The Sixth International BCI Meeting: “BCI Past, Present, and Future”, took place on May 30 to June 3, 2016 at the Asilomar Conference Center in Pacific Grove, California, USA. In that context, Moregrasp members from Graz University of Technology and the Spinal Cord Injury Center of Heidelberg organized a workshop to discuss and present the ideas behind the Moregrasp project.
Speakers: Prof.Dr. Gernot Müller-Putz, Dr. Rüdiger Rupp, Matthias Schneiders, Andreas Schwarz, Joana Pereira, Patrick Ofner
The bilateral loss of the grasp function associated with a complete or nearly complete lesion of the cervical spinal cord severely limits the affected individuals’ ability to live independently and retain gainful employment. Any improvement of a lost or limited function is highly desirable not only from the patients‘ point of view, but also for economic reasons. Motor neuroprostheses based on Functional Electrical Stimulation (FES) provide a non-invasive option for functional improvement of the upper extremity function. In particular, hybrid-FES systems consisting of FES and active orthotic components are effective in restoration of everyday manipulation capabilities.

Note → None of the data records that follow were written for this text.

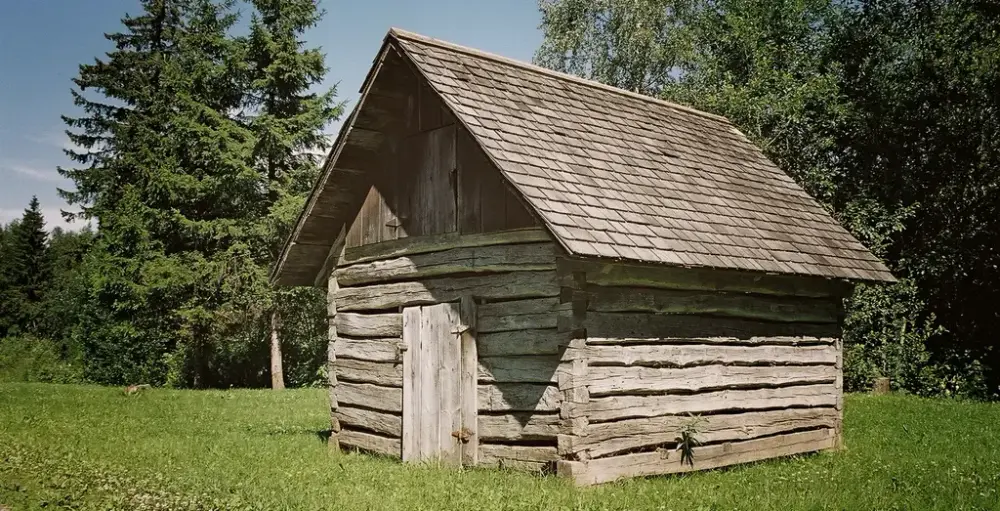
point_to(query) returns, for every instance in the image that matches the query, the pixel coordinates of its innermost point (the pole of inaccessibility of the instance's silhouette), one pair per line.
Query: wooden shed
(533, 270)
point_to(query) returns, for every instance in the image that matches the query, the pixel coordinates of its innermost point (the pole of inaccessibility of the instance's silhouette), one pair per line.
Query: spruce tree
(8, 295)
(30, 268)
(165, 172)
(287, 123)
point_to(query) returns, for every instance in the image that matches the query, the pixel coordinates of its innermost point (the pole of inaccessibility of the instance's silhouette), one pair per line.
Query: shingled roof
(619, 175)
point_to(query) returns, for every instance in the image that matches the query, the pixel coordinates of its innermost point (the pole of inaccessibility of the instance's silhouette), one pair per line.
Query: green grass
(85, 447)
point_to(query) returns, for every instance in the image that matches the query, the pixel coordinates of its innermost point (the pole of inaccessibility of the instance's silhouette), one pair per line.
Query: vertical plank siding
(508, 288)
(430, 176)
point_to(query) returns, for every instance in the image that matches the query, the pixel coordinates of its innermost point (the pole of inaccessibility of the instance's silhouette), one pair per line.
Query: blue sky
(43, 41)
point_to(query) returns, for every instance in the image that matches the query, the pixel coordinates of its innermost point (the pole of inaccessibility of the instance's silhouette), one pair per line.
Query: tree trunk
(277, 373)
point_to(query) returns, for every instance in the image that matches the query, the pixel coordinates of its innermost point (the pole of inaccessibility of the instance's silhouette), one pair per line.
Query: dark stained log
(639, 325)
(527, 284)
(618, 274)
(621, 380)
(464, 260)
(713, 303)
(437, 243)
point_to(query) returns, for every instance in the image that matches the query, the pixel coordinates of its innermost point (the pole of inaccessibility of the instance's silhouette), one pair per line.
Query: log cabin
(528, 269)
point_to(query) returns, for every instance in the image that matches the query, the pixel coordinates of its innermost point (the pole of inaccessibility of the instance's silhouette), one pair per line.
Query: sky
(42, 43)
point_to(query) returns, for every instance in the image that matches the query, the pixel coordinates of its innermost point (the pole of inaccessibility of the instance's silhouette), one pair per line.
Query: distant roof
(618, 175)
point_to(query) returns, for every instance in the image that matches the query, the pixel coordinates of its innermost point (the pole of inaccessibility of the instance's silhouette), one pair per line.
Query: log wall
(511, 277)
(752, 363)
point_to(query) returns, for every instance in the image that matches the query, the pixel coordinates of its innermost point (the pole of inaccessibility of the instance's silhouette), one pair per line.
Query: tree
(166, 175)
(8, 294)
(885, 111)
(287, 124)
(193, 142)
(28, 269)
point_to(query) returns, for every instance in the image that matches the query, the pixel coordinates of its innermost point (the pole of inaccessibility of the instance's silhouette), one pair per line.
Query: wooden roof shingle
(614, 174)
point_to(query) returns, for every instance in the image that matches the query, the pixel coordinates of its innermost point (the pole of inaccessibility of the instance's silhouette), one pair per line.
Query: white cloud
(33, 172)
(55, 139)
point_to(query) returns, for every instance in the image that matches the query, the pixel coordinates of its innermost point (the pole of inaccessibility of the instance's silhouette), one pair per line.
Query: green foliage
(26, 269)
(196, 145)
(688, 439)
(86, 447)
(27, 359)
(886, 111)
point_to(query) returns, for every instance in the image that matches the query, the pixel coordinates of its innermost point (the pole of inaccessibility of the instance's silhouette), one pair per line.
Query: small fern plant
(688, 438)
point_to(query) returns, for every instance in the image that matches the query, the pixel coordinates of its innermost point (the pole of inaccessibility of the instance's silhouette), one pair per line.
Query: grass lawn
(88, 447)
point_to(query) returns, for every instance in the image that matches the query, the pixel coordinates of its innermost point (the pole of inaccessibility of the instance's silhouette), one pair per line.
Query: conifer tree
(287, 123)
(165, 172)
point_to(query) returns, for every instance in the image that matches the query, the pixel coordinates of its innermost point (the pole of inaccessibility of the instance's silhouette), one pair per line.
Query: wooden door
(439, 385)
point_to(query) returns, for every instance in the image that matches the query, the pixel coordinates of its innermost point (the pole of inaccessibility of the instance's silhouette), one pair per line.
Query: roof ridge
(405, 34)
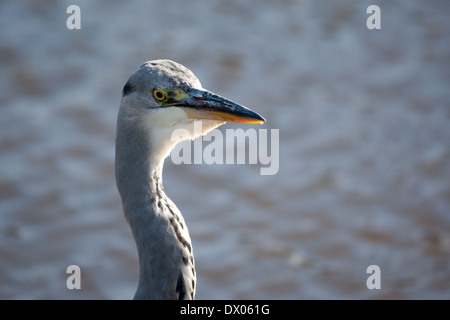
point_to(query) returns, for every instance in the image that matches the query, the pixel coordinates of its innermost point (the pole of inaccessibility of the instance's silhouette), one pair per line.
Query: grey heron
(160, 97)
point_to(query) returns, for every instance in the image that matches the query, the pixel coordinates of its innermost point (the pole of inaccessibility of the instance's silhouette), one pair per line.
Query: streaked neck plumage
(164, 248)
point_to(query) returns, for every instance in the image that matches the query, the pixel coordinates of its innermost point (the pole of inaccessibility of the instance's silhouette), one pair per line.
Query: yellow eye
(159, 94)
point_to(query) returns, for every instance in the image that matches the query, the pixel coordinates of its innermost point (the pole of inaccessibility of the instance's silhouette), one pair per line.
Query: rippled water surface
(364, 157)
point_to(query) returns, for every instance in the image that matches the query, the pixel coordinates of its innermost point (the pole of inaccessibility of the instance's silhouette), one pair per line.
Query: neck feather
(164, 248)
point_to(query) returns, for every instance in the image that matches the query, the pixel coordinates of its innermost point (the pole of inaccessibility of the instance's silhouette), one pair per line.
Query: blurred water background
(363, 117)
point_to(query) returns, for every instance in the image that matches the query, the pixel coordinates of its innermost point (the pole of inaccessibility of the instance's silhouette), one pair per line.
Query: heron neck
(150, 214)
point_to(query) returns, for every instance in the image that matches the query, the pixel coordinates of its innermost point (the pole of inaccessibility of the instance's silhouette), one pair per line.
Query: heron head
(164, 96)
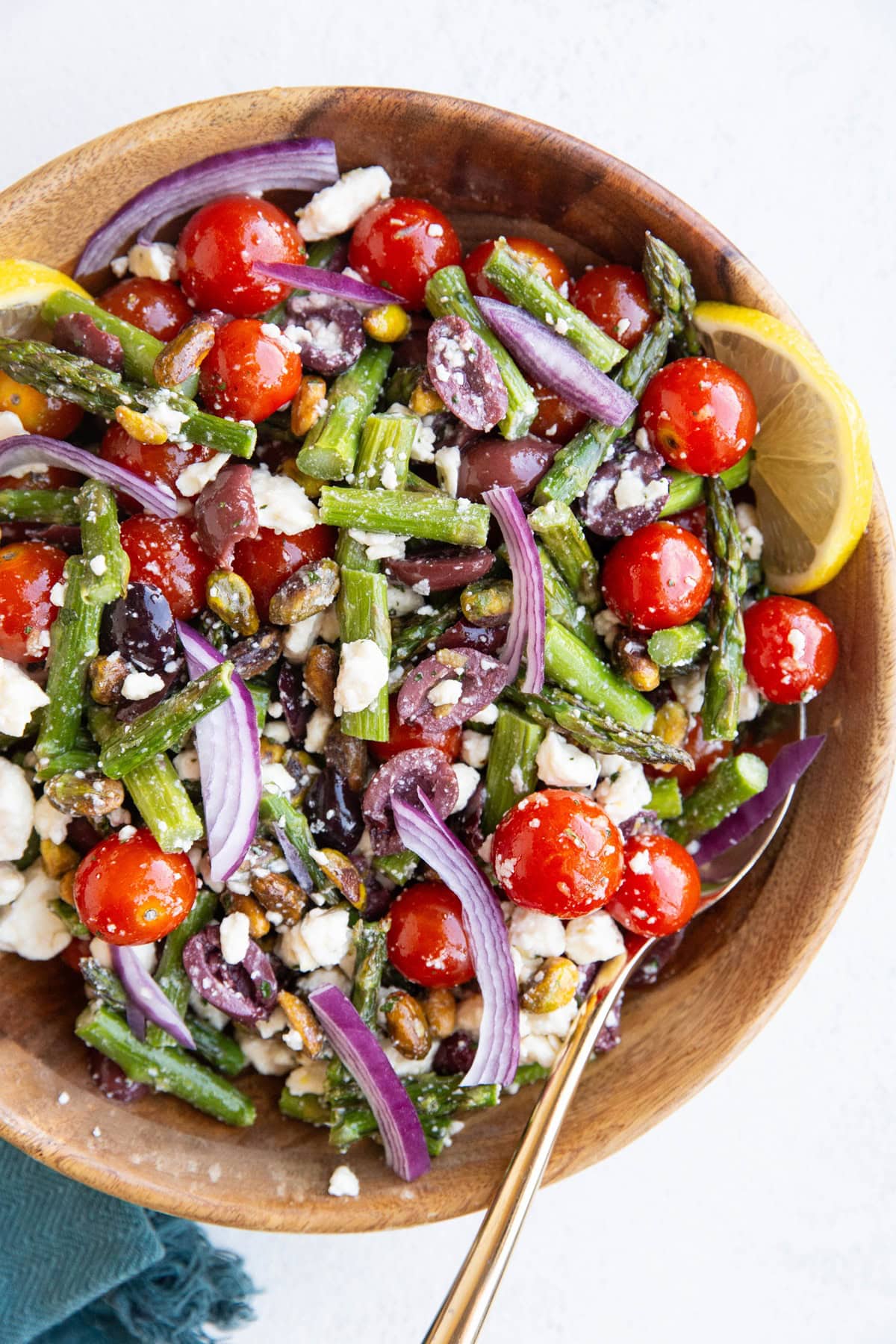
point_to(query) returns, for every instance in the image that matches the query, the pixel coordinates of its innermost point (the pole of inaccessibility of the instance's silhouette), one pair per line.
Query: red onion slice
(54, 452)
(546, 356)
(527, 625)
(361, 1051)
(499, 1048)
(327, 282)
(230, 766)
(297, 164)
(147, 1001)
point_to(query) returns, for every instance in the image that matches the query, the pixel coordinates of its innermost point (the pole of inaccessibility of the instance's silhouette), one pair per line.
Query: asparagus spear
(448, 293)
(575, 464)
(726, 668)
(101, 391)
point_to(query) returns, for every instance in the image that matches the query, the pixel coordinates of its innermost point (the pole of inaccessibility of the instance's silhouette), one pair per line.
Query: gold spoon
(469, 1298)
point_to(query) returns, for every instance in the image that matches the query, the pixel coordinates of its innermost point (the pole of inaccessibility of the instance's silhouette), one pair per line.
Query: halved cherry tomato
(249, 371)
(220, 246)
(426, 939)
(405, 737)
(791, 648)
(27, 574)
(559, 853)
(615, 300)
(267, 559)
(401, 243)
(699, 414)
(155, 305)
(660, 890)
(163, 551)
(541, 257)
(660, 576)
(131, 892)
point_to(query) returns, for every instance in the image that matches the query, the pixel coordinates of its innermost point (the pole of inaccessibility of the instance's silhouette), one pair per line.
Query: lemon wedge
(813, 472)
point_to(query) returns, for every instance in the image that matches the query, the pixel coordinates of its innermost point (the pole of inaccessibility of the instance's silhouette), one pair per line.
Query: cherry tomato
(220, 246)
(155, 305)
(401, 243)
(556, 420)
(405, 737)
(131, 892)
(161, 551)
(699, 414)
(791, 648)
(615, 300)
(27, 574)
(543, 258)
(660, 890)
(660, 576)
(267, 559)
(249, 373)
(426, 939)
(40, 414)
(559, 853)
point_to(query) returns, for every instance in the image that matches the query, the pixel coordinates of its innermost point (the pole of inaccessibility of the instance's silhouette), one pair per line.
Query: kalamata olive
(455, 1054)
(442, 567)
(334, 812)
(141, 628)
(494, 461)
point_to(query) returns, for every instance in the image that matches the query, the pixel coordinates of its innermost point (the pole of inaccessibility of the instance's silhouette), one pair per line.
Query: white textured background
(765, 1209)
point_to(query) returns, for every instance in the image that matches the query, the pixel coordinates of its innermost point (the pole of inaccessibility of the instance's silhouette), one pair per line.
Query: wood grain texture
(489, 171)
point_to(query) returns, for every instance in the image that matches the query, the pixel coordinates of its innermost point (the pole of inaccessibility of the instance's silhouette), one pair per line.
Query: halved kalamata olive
(246, 991)
(442, 567)
(481, 680)
(422, 769)
(494, 461)
(626, 492)
(334, 811)
(141, 628)
(328, 332)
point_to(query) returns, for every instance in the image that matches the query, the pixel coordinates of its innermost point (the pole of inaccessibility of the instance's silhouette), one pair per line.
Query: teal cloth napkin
(82, 1268)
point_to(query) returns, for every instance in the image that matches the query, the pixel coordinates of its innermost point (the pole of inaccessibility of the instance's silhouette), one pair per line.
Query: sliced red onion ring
(147, 1001)
(327, 282)
(499, 1048)
(361, 1051)
(54, 452)
(527, 625)
(230, 766)
(785, 771)
(554, 362)
(297, 164)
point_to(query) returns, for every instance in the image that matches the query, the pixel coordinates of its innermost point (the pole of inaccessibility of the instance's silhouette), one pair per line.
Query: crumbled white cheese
(19, 698)
(564, 766)
(336, 208)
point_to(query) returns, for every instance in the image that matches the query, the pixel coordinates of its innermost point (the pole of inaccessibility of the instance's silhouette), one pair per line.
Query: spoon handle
(469, 1298)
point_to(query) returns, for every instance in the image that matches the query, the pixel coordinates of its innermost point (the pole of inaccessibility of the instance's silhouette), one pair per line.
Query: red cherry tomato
(660, 576)
(131, 892)
(559, 853)
(615, 300)
(267, 559)
(426, 939)
(155, 305)
(405, 737)
(660, 890)
(249, 374)
(401, 243)
(220, 246)
(27, 574)
(161, 551)
(699, 414)
(543, 258)
(791, 648)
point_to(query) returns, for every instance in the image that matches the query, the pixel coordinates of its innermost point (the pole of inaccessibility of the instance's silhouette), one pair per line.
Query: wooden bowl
(491, 172)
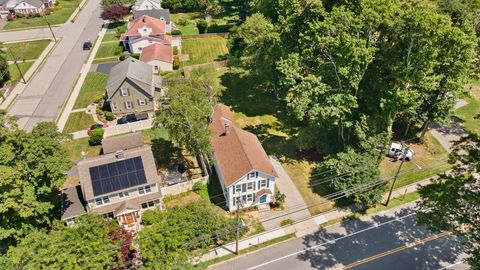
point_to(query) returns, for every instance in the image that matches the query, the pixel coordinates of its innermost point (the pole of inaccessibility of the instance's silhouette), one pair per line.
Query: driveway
(295, 206)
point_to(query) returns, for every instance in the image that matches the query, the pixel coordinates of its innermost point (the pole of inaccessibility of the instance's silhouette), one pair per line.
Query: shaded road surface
(392, 240)
(46, 93)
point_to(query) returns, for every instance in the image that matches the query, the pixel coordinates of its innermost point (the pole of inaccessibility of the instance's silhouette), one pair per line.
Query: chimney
(226, 125)
(119, 154)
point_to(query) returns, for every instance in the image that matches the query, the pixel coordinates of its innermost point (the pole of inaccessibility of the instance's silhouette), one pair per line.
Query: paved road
(46, 93)
(380, 241)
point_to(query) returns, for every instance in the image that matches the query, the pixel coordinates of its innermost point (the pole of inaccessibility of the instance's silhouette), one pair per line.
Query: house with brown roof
(159, 56)
(144, 31)
(244, 170)
(120, 184)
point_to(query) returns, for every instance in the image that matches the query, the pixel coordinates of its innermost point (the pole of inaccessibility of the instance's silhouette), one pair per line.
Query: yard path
(447, 135)
(293, 201)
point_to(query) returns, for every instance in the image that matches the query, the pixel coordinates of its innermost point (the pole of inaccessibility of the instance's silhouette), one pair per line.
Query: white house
(147, 4)
(244, 170)
(144, 31)
(159, 56)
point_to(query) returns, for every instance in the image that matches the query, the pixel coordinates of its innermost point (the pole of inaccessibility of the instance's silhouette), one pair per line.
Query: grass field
(469, 115)
(78, 121)
(204, 50)
(92, 89)
(15, 74)
(75, 148)
(430, 159)
(56, 17)
(26, 50)
(109, 49)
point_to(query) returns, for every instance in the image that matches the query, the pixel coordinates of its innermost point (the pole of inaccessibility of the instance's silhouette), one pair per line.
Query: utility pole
(49, 26)
(237, 237)
(16, 64)
(405, 151)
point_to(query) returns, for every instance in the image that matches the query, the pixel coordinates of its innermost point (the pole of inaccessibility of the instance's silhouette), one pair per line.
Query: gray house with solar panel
(132, 87)
(120, 184)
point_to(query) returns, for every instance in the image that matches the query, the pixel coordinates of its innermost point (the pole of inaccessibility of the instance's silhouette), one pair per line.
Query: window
(101, 201)
(108, 215)
(263, 183)
(144, 190)
(150, 204)
(123, 194)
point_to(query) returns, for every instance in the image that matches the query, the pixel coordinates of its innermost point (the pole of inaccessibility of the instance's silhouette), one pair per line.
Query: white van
(396, 151)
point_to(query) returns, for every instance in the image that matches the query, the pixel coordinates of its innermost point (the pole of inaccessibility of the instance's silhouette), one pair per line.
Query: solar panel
(117, 175)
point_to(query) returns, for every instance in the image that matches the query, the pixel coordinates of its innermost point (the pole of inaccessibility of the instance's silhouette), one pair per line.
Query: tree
(96, 136)
(4, 72)
(107, 3)
(452, 202)
(202, 26)
(353, 169)
(185, 110)
(114, 12)
(172, 234)
(92, 243)
(32, 170)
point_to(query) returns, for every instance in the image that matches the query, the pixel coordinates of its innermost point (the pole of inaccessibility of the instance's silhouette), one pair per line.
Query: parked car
(95, 126)
(397, 151)
(130, 118)
(87, 45)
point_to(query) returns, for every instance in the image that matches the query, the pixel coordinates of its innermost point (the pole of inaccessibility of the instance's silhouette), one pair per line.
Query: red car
(95, 126)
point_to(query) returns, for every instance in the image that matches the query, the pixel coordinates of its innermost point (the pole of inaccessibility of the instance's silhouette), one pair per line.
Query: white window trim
(124, 92)
(263, 183)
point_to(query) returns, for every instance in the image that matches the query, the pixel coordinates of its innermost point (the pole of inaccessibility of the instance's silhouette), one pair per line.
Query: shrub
(202, 190)
(202, 26)
(278, 200)
(95, 138)
(176, 62)
(176, 32)
(109, 116)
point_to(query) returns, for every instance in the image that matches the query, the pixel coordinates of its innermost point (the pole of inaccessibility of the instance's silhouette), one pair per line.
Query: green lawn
(26, 50)
(75, 147)
(56, 17)
(109, 49)
(78, 121)
(92, 89)
(15, 75)
(430, 159)
(469, 115)
(204, 50)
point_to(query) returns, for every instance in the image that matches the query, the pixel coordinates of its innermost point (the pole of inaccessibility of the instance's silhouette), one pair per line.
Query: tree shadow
(167, 155)
(330, 247)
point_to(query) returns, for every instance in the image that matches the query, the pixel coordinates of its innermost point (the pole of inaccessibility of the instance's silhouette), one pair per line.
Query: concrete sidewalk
(308, 226)
(18, 89)
(62, 120)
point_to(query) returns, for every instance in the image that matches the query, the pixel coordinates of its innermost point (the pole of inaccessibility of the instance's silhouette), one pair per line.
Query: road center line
(331, 241)
(395, 250)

EEG-based Brain-Computer Interfaces represent a valuable component of a neuroprosthetic user interface. A major advantage over other assistive devices is that it can be operated independently from residual motor functions. Motor imagery-based BCIs have enormous implications providing natural control of a grasping and reaching neuroprosthesis in particular in individuals with a high spinal cord injury by relying on volitional signals recorded from the brain directly involved in upper extremity movements.
This workshop will presented the current state of the Horizon 2020 MoreGrasp project and showed the application of non-invasive grasp neuroprostheses in end users. it also included a combination of invited talks together with targeted discussions and sharply focused debates.